Mali: La dizaine de priorités de Choguel Kokalla Maïga

L'Union nationale des travailleurs du Mali (UNTM) se prépare à lancer une grève à partir du lundi 17 mai 2021. (Photo d'archives)

Le nouveau Premier ministre de transition, Choguel Kokalla Maïga a présenté ses priorités. Entre autres, la sécurité et les élections de février 2022.

"Nous sommes engagés dans une véritable course contre la montre. Les Maliens nous observent et comptent sur la réussite de cette transition qui, pour beaucoup d'entre eux, semble celle de la dernière chance pour sauver la nation", a déclaré le Premier ministre, lors de l'ouverture de ce conseil de cabinet.

Choguel Kokalla Maïga a promis de "créer les conditions" d'une réforme de la loi électorale, de poursuivre la révision de la Constitution, de mener une "lutte implacable contre la corruption", d'engager de "véritables poursuites judiciaires" contre les responsables des évènements de juillet 2020 quand plusieurs personnes avaient été tuées durant la contestation qui allait conduire au putsch renversant le président Ibrahim Boubacar Keïta en août.

Les sept priorités de la transition

Les priorités de Choguel Kokalla Maïga ont pour nom : amélioration de la sécurité, réformes politiques et institutionnelles, organisation d'élections crédibles, réduction du train de vie de l'Etat, moralisation de la vie publique, fin de l'impunité et satisfaction d'une part importante de la demande sociale.

L'avocat malien Moctar Mariko, président de l'Association malienne des droits de l'Homme (AMDH) juge ce programme ambitieux. "Je ne pense pas que le temps, dont il dispose, puisse lui permettre d'aller au bout des réformes annoncées", déclare le défenseur des droits de l'Homme à la DW.

Insuffisance de ressources financières

Autre écueil dans la réalisation de ces priorités : l'insuffisance de ressources financières.

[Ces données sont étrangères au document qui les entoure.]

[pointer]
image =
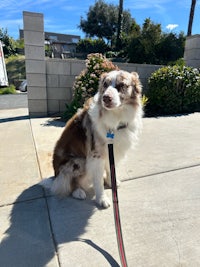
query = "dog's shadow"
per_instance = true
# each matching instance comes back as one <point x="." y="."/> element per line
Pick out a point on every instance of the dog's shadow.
<point x="40" y="223"/>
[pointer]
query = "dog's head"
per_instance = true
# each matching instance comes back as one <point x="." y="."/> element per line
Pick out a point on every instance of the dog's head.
<point x="117" y="88"/>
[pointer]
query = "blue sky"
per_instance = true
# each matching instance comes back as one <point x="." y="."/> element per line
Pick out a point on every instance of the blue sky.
<point x="63" y="16"/>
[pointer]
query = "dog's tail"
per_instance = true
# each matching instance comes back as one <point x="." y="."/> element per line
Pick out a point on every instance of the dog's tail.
<point x="58" y="185"/>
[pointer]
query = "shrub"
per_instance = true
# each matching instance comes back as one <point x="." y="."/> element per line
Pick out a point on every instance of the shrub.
<point x="92" y="46"/>
<point x="86" y="84"/>
<point x="173" y="90"/>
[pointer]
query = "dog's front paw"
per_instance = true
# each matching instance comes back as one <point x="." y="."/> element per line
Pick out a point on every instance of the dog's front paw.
<point x="104" y="202"/>
<point x="79" y="193"/>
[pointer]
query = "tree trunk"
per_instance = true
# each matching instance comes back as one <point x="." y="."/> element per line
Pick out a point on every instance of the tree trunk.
<point x="192" y="9"/>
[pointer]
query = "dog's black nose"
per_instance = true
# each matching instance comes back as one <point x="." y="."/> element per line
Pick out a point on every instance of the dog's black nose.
<point x="107" y="99"/>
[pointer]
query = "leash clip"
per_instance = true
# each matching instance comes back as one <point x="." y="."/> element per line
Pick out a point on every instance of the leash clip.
<point x="110" y="135"/>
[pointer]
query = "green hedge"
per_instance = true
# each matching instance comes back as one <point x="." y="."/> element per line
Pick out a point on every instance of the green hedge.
<point x="173" y="90"/>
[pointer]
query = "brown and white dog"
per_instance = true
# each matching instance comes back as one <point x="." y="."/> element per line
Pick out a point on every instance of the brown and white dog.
<point x="80" y="156"/>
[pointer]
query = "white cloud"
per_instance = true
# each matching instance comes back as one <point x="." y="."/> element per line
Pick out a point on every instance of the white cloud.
<point x="171" y="26"/>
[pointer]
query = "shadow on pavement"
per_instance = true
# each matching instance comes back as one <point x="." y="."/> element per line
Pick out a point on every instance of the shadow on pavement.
<point x="35" y="228"/>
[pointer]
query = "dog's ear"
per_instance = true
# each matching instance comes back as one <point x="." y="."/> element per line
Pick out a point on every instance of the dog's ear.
<point x="136" y="83"/>
<point x="103" y="76"/>
<point x="102" y="79"/>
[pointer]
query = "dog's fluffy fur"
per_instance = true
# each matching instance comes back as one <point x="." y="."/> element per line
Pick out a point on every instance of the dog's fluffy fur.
<point x="80" y="156"/>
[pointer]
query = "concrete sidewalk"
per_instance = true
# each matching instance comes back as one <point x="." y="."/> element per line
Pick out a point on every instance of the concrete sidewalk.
<point x="159" y="199"/>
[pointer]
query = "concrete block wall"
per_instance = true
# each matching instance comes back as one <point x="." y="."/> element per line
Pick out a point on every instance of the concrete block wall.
<point x="35" y="63"/>
<point x="192" y="51"/>
<point x="50" y="81"/>
<point x="60" y="75"/>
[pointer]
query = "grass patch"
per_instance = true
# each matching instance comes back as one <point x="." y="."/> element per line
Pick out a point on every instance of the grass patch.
<point x="8" y="90"/>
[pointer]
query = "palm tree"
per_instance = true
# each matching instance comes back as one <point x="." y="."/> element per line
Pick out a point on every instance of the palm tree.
<point x="120" y="17"/>
<point x="192" y="9"/>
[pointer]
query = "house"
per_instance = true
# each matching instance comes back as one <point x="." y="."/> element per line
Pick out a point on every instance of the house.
<point x="57" y="44"/>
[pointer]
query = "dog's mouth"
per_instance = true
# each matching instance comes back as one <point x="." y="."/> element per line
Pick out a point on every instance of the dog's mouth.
<point x="109" y="103"/>
<point x="110" y="106"/>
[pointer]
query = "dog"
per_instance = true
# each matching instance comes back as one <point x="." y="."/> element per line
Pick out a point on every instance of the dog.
<point x="80" y="156"/>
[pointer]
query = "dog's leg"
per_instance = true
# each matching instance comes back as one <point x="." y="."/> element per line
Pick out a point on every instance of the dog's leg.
<point x="95" y="168"/>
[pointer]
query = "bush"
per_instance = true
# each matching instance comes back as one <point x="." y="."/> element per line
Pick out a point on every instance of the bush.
<point x="86" y="84"/>
<point x="91" y="46"/>
<point x="173" y="90"/>
<point x="8" y="90"/>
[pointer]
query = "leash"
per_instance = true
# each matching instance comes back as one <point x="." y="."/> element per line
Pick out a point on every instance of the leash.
<point x="110" y="136"/>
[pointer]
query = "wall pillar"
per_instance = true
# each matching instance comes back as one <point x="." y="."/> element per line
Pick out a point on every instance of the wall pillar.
<point x="35" y="63"/>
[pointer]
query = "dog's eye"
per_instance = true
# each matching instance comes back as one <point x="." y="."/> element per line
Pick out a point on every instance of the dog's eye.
<point x="121" y="86"/>
<point x="105" y="84"/>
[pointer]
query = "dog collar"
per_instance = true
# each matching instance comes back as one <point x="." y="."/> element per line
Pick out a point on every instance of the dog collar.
<point x="122" y="126"/>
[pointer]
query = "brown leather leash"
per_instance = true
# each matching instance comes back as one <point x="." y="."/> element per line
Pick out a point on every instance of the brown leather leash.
<point x="110" y="136"/>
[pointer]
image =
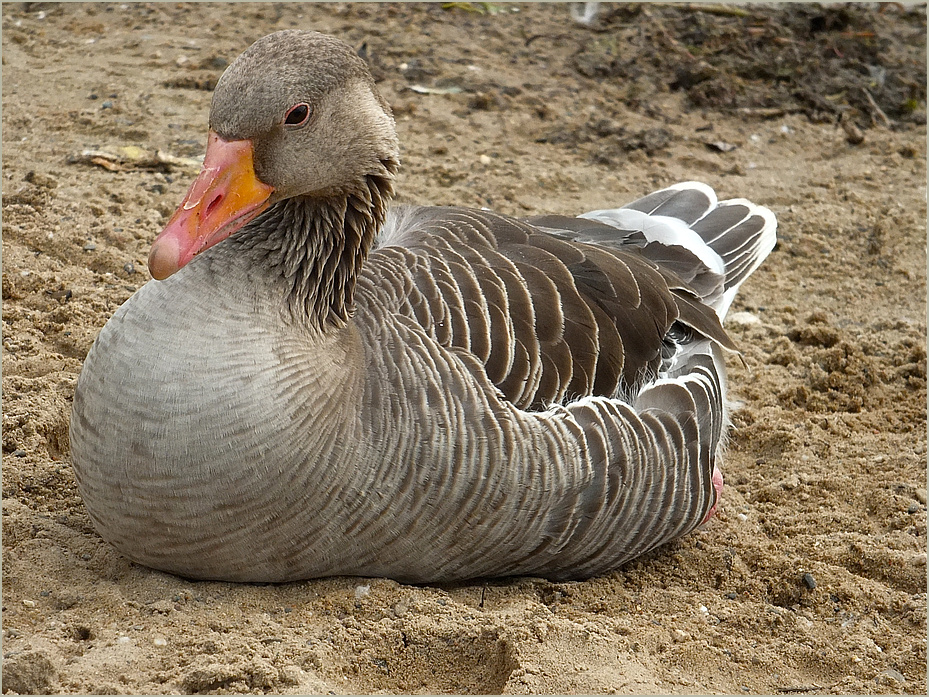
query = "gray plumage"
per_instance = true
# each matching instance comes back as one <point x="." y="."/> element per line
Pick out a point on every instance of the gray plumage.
<point x="428" y="394"/>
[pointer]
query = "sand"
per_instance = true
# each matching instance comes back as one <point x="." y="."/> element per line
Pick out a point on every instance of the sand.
<point x="811" y="579"/>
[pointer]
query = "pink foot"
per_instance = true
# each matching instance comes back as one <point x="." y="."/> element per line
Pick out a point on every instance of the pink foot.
<point x="718" y="486"/>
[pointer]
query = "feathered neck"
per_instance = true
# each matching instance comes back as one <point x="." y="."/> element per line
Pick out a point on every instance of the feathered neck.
<point x="317" y="245"/>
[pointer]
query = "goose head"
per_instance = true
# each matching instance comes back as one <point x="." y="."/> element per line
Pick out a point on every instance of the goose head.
<point x="296" y="115"/>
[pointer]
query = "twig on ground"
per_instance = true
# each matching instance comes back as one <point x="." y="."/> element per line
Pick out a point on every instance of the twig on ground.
<point x="876" y="109"/>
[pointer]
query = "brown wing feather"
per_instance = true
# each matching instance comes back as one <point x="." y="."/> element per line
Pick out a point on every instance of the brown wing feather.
<point x="549" y="318"/>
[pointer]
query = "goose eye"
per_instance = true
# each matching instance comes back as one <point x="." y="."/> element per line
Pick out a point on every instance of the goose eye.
<point x="298" y="115"/>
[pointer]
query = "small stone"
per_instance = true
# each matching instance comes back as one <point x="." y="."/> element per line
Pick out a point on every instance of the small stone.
<point x="895" y="674"/>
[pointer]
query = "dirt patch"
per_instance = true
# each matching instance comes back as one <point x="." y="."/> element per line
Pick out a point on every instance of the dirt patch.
<point x="812" y="578"/>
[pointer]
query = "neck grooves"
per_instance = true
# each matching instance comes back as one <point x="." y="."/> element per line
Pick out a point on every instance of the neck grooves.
<point x="318" y="246"/>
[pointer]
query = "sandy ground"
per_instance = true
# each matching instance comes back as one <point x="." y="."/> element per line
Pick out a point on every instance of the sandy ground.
<point x="812" y="579"/>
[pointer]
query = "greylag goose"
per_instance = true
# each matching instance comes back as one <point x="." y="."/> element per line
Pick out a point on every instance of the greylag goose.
<point x="318" y="384"/>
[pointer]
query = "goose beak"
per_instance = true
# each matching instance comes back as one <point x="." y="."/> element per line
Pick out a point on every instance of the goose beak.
<point x="226" y="195"/>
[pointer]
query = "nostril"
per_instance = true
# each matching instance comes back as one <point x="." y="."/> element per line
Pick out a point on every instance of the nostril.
<point x="213" y="204"/>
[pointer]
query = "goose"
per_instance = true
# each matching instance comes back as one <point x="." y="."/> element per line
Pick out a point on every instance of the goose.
<point x="317" y="383"/>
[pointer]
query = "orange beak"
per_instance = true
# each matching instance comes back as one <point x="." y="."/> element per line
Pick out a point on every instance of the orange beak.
<point x="226" y="195"/>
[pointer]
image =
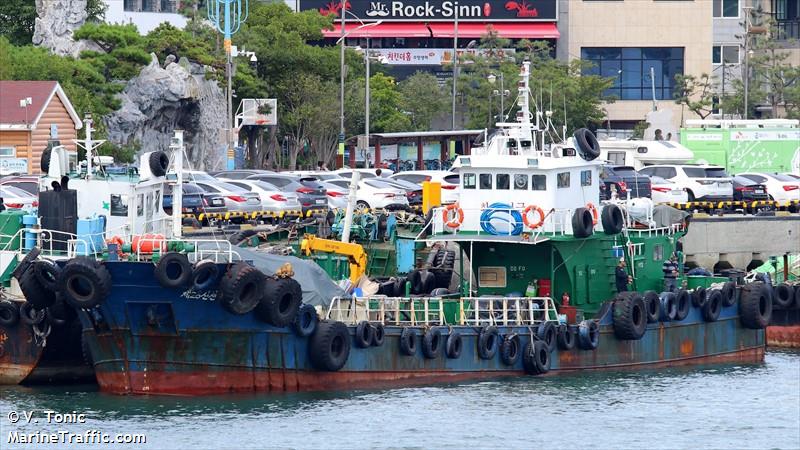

Une insuffisance pointée du doigt par Boubacar Salif Traoré, directeur d'Afriglob et spécialiste des questions de sécurité et de développement dans le Sahel.

"Les caisses de l'État sont vides. Le pays, avant l'aggravation de la crise, faisait face à un déficit de près de 700 milliards de Franc CFA. Aujourd'hui, face à toute cette problématique, on est très inquiet et il est très difficile de dire qu'en huit mois, neuf mois, qu'il est possible de réaliser tout cela", affirme Boubacar Salif Traoré.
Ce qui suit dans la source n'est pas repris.